# Lagrange’s Theorem

**Lagrange’s Theorem**: Lagrange’s Theorem states a very important relation between the orders of a finite group and any subgroup.

**Theorem 3.15 (Lagrange’s Theorem)** Let H be a subgroup of a finite group G. Then the order of H divides the order of G.

**Proof **We already know from the last section that the group G is partitioned into the right cosets of H. We show that every right coset Hg contains the same number of elements as H.

To prove this, we construct a bijection f from H to H_{g}. The bijection is defined in the obvious way: Φ maps h to hg.

• Φ is one-to-one: suppose that Φ(h_{1}) = Φ)h_{2}, that is, h_{1}g = h_{2}g. Cancelling the g (by the cancellation law, or by multiplying by g^{−1}), we get h_{1} = h_{2}.

• Φ is onto: by definition, every element in the coset Hg has the form hg for some h ∈ H, that is, it is Φ(h).

So f is a bijection, and |H_{g}| = |H|.

Now, if m is the number of right cosets of H in G, then m|H| = |G|, so |H| divides |G|.

Remark We see that |G|/|H| is the number of right cosets of H in G. This number is called the index of H in G.

We could have used left cosets instead, and we see that |G|/|H| is also the number of left cosets. So these numbers are the same. In fact, there is another reason for this:

Exercise Show that the set of all inverses of the elements in the right coset Hg form the left coset g−1H. So there is a bijection between the set of right cosets and the set of left cosets of H.

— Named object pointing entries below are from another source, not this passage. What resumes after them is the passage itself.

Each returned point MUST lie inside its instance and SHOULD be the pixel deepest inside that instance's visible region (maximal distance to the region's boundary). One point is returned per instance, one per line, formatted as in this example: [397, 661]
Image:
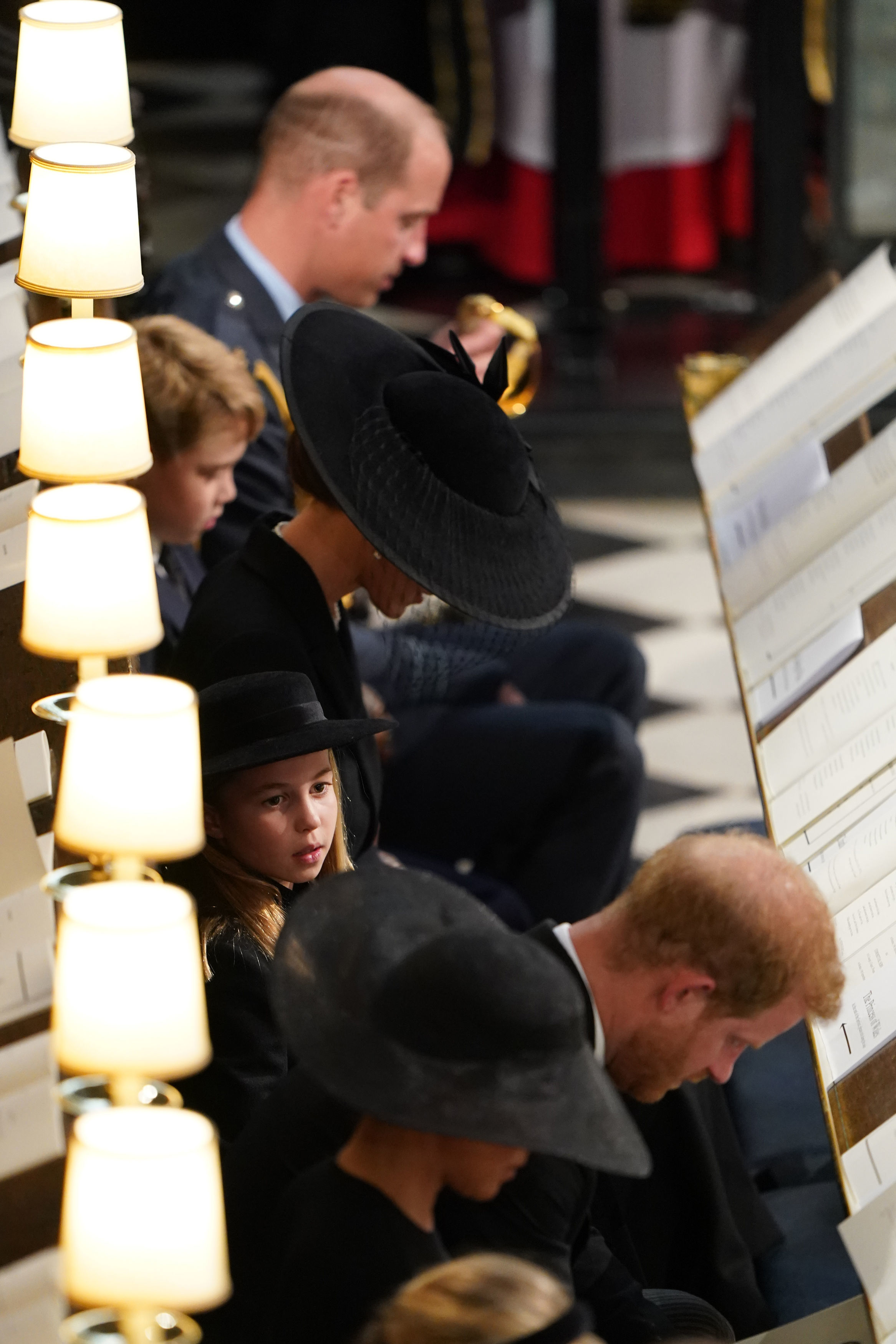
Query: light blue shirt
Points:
[281, 292]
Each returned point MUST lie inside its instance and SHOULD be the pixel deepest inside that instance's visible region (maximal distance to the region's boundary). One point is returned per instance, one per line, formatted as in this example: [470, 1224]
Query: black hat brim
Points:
[508, 570]
[326, 736]
[354, 930]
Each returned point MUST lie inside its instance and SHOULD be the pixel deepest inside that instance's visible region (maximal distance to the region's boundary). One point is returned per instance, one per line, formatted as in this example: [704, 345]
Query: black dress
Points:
[250, 1053]
[264, 611]
[347, 1248]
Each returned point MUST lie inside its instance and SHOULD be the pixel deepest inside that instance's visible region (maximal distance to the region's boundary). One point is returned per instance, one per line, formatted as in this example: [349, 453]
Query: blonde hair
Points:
[234, 898]
[308, 135]
[484, 1299]
[191, 379]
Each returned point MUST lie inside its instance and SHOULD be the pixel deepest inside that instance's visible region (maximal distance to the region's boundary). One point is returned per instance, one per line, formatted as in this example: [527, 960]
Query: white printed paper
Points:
[804, 672]
[835, 779]
[858, 300]
[859, 858]
[33, 760]
[786, 483]
[847, 705]
[871, 1164]
[866, 919]
[823, 401]
[858, 488]
[15, 503]
[31, 1303]
[841, 819]
[21, 862]
[30, 1120]
[867, 1018]
[841, 578]
[27, 935]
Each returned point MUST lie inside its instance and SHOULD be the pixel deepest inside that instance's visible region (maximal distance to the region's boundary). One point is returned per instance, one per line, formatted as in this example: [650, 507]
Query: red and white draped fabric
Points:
[676, 146]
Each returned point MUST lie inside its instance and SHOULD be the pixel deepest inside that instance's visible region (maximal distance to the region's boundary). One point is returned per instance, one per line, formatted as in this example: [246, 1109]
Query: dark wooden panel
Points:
[25, 1027]
[762, 338]
[866, 1099]
[879, 613]
[31, 1203]
[847, 441]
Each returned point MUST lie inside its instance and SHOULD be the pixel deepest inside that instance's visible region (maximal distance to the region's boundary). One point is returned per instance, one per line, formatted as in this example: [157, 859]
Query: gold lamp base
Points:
[97, 1092]
[107, 1326]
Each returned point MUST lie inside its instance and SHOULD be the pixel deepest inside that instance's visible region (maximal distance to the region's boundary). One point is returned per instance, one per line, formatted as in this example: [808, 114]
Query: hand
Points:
[480, 344]
[510, 694]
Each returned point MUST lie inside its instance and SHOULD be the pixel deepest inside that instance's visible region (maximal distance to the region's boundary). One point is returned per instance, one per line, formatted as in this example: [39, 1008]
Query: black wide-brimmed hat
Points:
[407, 1000]
[426, 465]
[267, 717]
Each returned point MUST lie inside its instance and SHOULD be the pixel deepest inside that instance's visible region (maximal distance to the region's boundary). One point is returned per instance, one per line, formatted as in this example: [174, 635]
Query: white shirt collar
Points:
[565, 938]
[281, 292]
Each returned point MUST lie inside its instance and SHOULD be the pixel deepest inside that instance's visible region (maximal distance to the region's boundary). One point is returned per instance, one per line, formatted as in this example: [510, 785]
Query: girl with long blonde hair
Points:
[273, 826]
[484, 1299]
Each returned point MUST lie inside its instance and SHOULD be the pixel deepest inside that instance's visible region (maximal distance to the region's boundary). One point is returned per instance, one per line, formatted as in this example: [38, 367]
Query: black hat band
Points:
[273, 725]
[570, 1327]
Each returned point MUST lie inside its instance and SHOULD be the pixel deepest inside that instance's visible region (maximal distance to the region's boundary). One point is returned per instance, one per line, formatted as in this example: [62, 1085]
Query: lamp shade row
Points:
[91, 583]
[131, 780]
[83, 402]
[129, 988]
[81, 234]
[143, 1212]
[72, 76]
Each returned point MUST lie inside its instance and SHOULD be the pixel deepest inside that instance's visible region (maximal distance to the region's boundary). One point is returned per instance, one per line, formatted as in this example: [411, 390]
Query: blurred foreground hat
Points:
[267, 717]
[426, 465]
[407, 1000]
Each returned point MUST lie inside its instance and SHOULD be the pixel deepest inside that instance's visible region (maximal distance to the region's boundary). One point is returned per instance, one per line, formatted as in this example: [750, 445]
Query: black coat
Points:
[179, 573]
[262, 611]
[542, 1214]
[591, 1231]
[698, 1222]
[214, 288]
[250, 1054]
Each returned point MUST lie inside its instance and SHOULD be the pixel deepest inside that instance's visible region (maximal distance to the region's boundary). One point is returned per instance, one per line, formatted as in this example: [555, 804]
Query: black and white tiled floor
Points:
[644, 565]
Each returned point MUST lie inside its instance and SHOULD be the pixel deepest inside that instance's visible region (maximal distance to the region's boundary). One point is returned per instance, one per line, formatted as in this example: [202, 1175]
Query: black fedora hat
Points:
[407, 1000]
[267, 717]
[426, 465]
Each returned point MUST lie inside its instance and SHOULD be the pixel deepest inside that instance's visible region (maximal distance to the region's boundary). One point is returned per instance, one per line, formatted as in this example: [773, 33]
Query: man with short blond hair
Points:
[353, 167]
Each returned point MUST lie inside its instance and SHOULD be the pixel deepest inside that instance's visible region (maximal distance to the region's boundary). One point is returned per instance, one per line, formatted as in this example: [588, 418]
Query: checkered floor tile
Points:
[644, 566]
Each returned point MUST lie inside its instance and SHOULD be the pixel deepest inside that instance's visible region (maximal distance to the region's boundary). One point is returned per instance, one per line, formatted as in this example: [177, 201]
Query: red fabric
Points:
[505, 210]
[656, 218]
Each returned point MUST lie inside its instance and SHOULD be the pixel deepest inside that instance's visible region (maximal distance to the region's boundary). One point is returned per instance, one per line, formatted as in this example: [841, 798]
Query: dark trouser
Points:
[545, 795]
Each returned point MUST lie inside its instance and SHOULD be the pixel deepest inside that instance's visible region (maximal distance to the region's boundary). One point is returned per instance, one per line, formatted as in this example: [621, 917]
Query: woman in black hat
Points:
[420, 484]
[401, 996]
[273, 824]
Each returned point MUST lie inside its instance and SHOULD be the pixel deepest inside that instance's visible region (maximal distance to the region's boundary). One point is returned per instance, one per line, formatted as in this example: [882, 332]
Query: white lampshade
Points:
[91, 583]
[83, 401]
[131, 780]
[143, 1212]
[81, 236]
[72, 77]
[129, 990]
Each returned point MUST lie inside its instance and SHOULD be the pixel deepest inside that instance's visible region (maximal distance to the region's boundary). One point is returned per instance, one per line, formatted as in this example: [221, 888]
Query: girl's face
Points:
[278, 820]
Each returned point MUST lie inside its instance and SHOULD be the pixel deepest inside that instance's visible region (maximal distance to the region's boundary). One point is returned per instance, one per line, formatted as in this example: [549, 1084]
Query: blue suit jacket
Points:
[214, 288]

In the example in the preceding section, we had a group S3 with a subgroup having three right cosets and three left cosets; that is, a subgroup with index 3.

**Corollary 3.16** let g be an element of the finite group G. Then the order of g divides the order of G.

**Proof **Remember, first, that the word “order” here has two quite different meanings: the order of a group is the number of elements it has; while the order of an element is the smallest n such that g^{n} = 1.

However, we also saw that if the element g has order m, then the set {1,g,g2, . . . ,g^{m−1}} is a cyclic subgroup of G having order m. So, by Lagrange’s Theorem, m divides the order of G.

**Example** Let G = S3. Then the order of G is 6. The element (1)(2,3) has order 2, while the element (1,3,2) has order 3.